People are already taking credit for what these models can do. One person won an art competition using a generated image. I also imagine there are fronting artists on Fivver profiting from this model.
The reaches of this are wide and many are scared this will replace humans. In my opinion, it will just change the nature of many creatives’ jobs. It’s been mentioned that there could be a future where this is someone’s job. To be an expert at “image generation prompt writing”. Knowing how to communicate well with the AI to get a quality image is definitely a skill. It’s similar to being a good “googler” or even a good data miner.
How do they work?
I’ll keep things very high level for this. The model consists of two parts. The first is the part that maps text to images. That is called CLIP. CLIP stands for Contrastive Language-Image Pre-training. The model is given a list of captions and it is trained to pick the right one. This gives the model a richer understanding of an image even if there aren’t many examples to be trained on. This rich vector graph becomes very useful when combined with the second part below.
The second part is the diffusion model. This works by taking an image and scrambling a few pixels. Then the model is trained to reassemble the pixels so it gets back to the old image. The model learns how to take a grid of pixels and go from some randomness to little to no randomness. Then it’s trained on a grid of random pixels and is trained to generate some viable image. The model now knows how to generate an image from randomness.
The last part is to fuse these two together. CLIP maps the text to what an image should look like. The model is given a random grid of pixels. Then the model is trained to build an image that the CLIP model "approves of". More can be read here.
How To Get Access?
The best open access model is Dall-E-2. The issue is that you need to join the waitlist. For me, this took a few months to get access (though I believe wait times are shorter now). The other bad part is that you’re limited to 15 images a month. Not great if you want to build a project/product around it. I assume this will change soon but the limitation is quite annoying.

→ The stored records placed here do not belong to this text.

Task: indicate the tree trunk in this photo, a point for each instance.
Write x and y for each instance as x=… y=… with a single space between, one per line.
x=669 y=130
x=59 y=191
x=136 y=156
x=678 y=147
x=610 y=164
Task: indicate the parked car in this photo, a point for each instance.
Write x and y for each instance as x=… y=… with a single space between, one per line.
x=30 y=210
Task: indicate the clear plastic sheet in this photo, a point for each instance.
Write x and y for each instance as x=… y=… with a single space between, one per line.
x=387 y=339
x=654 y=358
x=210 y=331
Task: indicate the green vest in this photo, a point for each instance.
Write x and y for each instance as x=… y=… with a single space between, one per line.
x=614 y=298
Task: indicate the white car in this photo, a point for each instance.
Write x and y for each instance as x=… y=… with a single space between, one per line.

Luckily there is an open source model we can use. This is Stability AI’s Stable Fusion mentioned above. It’s an organization that is funded to do AI research for the general public. This model can be run on your very own computer. The code and how to run it can be found on their GitHub. I was going to write a whole post about how to set this up, but being the lazy person I am, I found a better way.
Note: I’ve found the results of Stable Diffusion are not as high quality as Dall-E-2.
Here are some examples of what I was able to produce with it.
“picasso version of a cat playing violin”
“3d model of a castle on a mountain with waterfalls”
“pencil sketch of barack obama”
Happy creating! Let me know if you make anything!